Depending on the focus of their research, the student would receive hands-on training in providing standard library catalogue records for hidden material or enhanced metadata for the digitised collection.
The student would benefit from the expertise of the CUL External Engagement team in the planning and execution of their promotional and public-facing activities. 

They would also have the opportunity to talk to staff in the Cambridge Digital Humanities centre and CUL’s Digital Content Unit, and with Emeritus Professor Alison Sinclair, the Cambridge academic lead of projects focusing on the Spanish chapbooks collection.

The CDA student would also benefit from the support of the new University Library Research Institute (ULRI).  With assistance from ULRI staff, they will have the opportunity to create ULRI project and profile webpages and have the opportunity to give talks on their research as part of the Staff Research Seminar Spotlight series.
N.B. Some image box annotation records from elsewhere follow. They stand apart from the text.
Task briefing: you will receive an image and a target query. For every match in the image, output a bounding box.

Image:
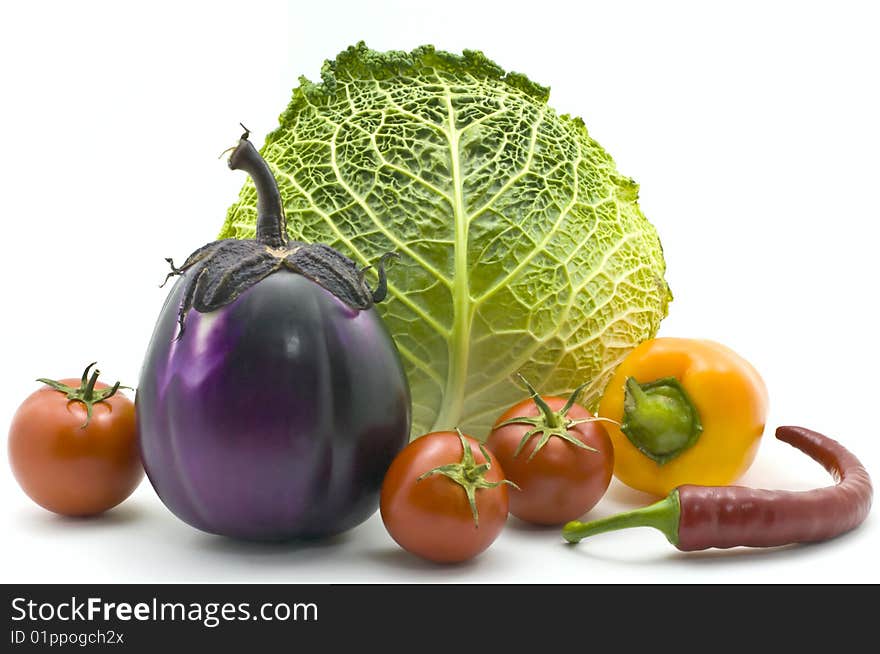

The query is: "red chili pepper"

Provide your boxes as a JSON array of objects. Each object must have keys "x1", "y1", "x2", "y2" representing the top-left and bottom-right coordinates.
[{"x1": 562, "y1": 427, "x2": 873, "y2": 552}]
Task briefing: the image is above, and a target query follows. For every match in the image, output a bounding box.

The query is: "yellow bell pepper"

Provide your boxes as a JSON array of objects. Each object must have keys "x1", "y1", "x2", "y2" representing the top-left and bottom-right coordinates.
[{"x1": 599, "y1": 338, "x2": 767, "y2": 495}]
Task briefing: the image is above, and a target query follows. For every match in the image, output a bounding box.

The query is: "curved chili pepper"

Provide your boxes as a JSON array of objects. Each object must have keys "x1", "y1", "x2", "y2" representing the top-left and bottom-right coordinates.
[{"x1": 562, "y1": 427, "x2": 873, "y2": 552}]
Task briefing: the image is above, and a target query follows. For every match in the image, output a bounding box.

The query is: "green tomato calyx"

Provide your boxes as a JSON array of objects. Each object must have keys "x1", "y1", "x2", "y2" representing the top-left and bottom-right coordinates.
[
  {"x1": 416, "y1": 428, "x2": 519, "y2": 528},
  {"x1": 37, "y1": 361, "x2": 132, "y2": 429},
  {"x1": 495, "y1": 375, "x2": 614, "y2": 461},
  {"x1": 620, "y1": 377, "x2": 703, "y2": 465}
]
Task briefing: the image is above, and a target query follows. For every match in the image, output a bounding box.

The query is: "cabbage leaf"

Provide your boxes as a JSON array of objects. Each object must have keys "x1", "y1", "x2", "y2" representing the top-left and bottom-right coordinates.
[{"x1": 220, "y1": 43, "x2": 671, "y2": 438}]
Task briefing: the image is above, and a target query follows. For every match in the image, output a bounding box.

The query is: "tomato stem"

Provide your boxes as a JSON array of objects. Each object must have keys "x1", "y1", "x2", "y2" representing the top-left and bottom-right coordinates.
[
  {"x1": 416, "y1": 427, "x2": 519, "y2": 528},
  {"x1": 37, "y1": 361, "x2": 132, "y2": 429},
  {"x1": 495, "y1": 375, "x2": 617, "y2": 461}
]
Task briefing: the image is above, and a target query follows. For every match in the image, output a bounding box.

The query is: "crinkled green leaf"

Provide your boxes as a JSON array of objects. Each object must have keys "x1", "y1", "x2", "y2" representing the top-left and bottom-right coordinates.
[{"x1": 220, "y1": 43, "x2": 671, "y2": 438}]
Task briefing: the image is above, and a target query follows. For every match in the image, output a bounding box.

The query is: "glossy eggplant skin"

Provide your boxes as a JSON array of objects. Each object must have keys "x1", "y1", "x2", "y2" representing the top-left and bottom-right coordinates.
[{"x1": 136, "y1": 271, "x2": 411, "y2": 541}]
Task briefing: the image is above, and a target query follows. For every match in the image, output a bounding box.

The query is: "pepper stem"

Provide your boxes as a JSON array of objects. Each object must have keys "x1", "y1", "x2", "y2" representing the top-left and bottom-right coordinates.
[
  {"x1": 620, "y1": 377, "x2": 703, "y2": 465},
  {"x1": 562, "y1": 489, "x2": 681, "y2": 545},
  {"x1": 229, "y1": 125, "x2": 288, "y2": 248},
  {"x1": 37, "y1": 362, "x2": 131, "y2": 429}
]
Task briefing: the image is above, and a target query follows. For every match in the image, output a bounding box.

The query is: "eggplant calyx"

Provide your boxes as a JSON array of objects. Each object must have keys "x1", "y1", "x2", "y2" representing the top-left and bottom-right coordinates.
[
  {"x1": 416, "y1": 427, "x2": 520, "y2": 528},
  {"x1": 495, "y1": 375, "x2": 616, "y2": 461},
  {"x1": 37, "y1": 361, "x2": 133, "y2": 429},
  {"x1": 163, "y1": 125, "x2": 398, "y2": 340}
]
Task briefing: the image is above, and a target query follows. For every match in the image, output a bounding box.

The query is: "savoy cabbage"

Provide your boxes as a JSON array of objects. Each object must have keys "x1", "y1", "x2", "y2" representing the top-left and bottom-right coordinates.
[{"x1": 221, "y1": 43, "x2": 671, "y2": 438}]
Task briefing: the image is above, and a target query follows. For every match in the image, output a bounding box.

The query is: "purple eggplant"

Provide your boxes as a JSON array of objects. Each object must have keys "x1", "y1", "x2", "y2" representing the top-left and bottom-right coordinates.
[{"x1": 136, "y1": 132, "x2": 411, "y2": 540}]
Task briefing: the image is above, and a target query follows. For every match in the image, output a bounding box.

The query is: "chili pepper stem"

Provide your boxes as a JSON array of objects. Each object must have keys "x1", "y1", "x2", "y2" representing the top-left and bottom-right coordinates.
[{"x1": 562, "y1": 490, "x2": 681, "y2": 545}]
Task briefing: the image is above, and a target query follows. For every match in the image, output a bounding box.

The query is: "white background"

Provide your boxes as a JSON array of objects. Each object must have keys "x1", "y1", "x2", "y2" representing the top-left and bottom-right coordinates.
[{"x1": 0, "y1": 0, "x2": 880, "y2": 583}]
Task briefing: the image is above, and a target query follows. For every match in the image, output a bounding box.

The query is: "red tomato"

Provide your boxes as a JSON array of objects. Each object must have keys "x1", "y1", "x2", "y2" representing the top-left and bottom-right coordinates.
[
  {"x1": 486, "y1": 384, "x2": 614, "y2": 525},
  {"x1": 379, "y1": 431, "x2": 508, "y2": 563},
  {"x1": 9, "y1": 364, "x2": 144, "y2": 516}
]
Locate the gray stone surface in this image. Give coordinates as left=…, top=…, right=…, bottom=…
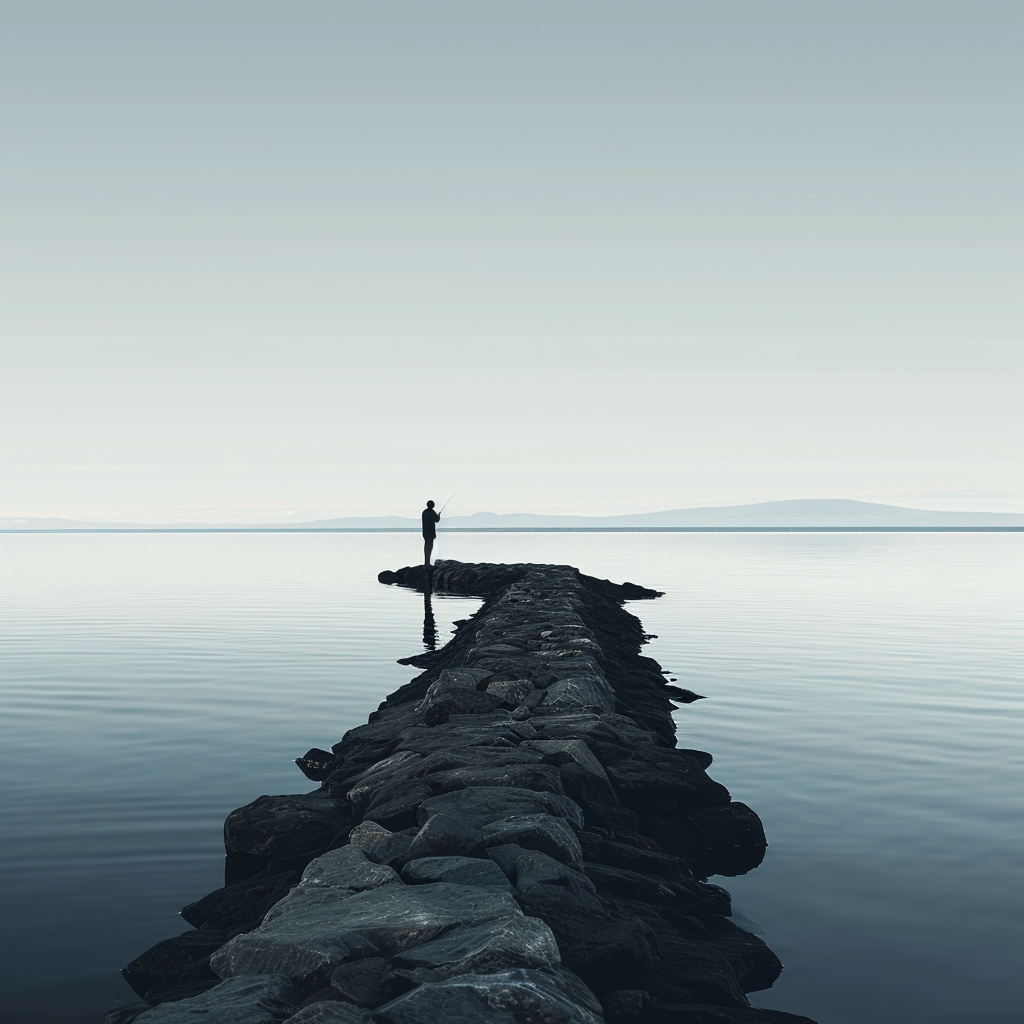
left=515, top=850, right=597, bottom=896
left=539, top=673, right=615, bottom=714
left=521, top=739, right=608, bottom=781
left=394, top=917, right=561, bottom=974
left=224, top=793, right=351, bottom=858
left=420, top=786, right=584, bottom=828
left=409, top=814, right=484, bottom=860
left=282, top=999, right=374, bottom=1024
left=481, top=814, right=583, bottom=871
left=211, top=882, right=517, bottom=979
left=376, top=970, right=603, bottom=1024
left=401, top=857, right=514, bottom=893
left=135, top=974, right=302, bottom=1024
left=296, top=846, right=398, bottom=892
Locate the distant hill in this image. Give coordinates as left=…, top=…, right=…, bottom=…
left=0, top=498, right=1024, bottom=532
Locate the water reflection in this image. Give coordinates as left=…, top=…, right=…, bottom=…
left=423, top=570, right=438, bottom=650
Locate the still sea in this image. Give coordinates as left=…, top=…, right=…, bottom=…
left=0, top=534, right=1024, bottom=1024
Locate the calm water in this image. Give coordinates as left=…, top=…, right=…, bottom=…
left=0, top=534, right=1024, bottom=1024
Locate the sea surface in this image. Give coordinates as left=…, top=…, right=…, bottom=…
left=0, top=534, right=1024, bottom=1024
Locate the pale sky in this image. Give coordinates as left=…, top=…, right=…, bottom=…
left=0, top=0, right=1024, bottom=521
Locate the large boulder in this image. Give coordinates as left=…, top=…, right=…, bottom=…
left=374, top=970, right=602, bottom=1024
left=394, top=917, right=560, bottom=975
left=135, top=974, right=302, bottom=1024
left=420, top=786, right=584, bottom=828
left=211, top=882, right=517, bottom=979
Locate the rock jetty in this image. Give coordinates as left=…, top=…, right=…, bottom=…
left=106, top=561, right=813, bottom=1024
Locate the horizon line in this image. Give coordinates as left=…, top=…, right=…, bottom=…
left=0, top=525, right=1024, bottom=535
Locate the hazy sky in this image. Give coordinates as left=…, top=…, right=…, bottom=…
left=0, top=0, right=1024, bottom=519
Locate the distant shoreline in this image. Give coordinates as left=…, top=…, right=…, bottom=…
left=0, top=526, right=1024, bottom=535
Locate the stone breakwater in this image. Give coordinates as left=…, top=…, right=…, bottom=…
left=106, top=561, right=813, bottom=1024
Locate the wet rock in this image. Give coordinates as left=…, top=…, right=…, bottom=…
left=356, top=828, right=415, bottom=871
left=211, top=882, right=516, bottom=979
left=296, top=846, right=398, bottom=893
left=331, top=956, right=393, bottom=1009
left=424, top=762, right=562, bottom=799
left=481, top=814, right=583, bottom=871
left=515, top=850, right=596, bottom=899
left=686, top=801, right=768, bottom=876
left=487, top=843, right=526, bottom=885
left=605, top=757, right=729, bottom=817
left=295, top=746, right=337, bottom=782
left=709, top=918, right=782, bottom=992
left=103, top=1002, right=153, bottom=1024
left=394, top=913, right=560, bottom=975
left=420, top=786, right=584, bottom=828
left=638, top=999, right=815, bottom=1024
left=181, top=871, right=299, bottom=928
left=409, top=814, right=486, bottom=860
left=121, top=928, right=233, bottom=998
left=487, top=679, right=542, bottom=708
left=284, top=1001, right=374, bottom=1024
left=224, top=793, right=353, bottom=861
left=135, top=974, right=302, bottom=1024
left=520, top=739, right=608, bottom=781
left=364, top=779, right=435, bottom=831
left=375, top=970, right=601, bottom=1024
left=539, top=674, right=615, bottom=714
left=110, top=561, right=805, bottom=1024
left=601, top=988, right=650, bottom=1024
left=348, top=818, right=394, bottom=852
left=401, top=857, right=514, bottom=893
They will also have the chance to network with other early career academics engaged with collections-based research, and, towards the end of their PhD, will be able to benefit from the expertise of the ULRI’s embedded Research Development Team, should they wish to submit further funding applications.

How to apply 

We invite applications from candidates from all backgrounds and ethnicities. Applicants must have excellent Spanish reading knowledge and already have/currently be studying for a Master’s degree in an appropriate subject relative to this collection and its research potential. Applicants should meet the eligibility criteria for Open-Oxford-Cambridge AHRC studentships.

For an informal discussion about the opportunity and how you might frame your approach to the CDA project, please contact Professor David Hopkin (david.hopkin@history.ox.ac.uk) and Sonia Morcillo-García (sm252@cam.ac.uk) jointly in the first instance.

You should apply to the DPhil in History by Friday 5 January 2024 (midday, UK time), indicate your interest in being considered for an Open-Oxford-Cambridge AHRC DTP studentship and submit a completed copy of the OOC DTP Application Form at the same time.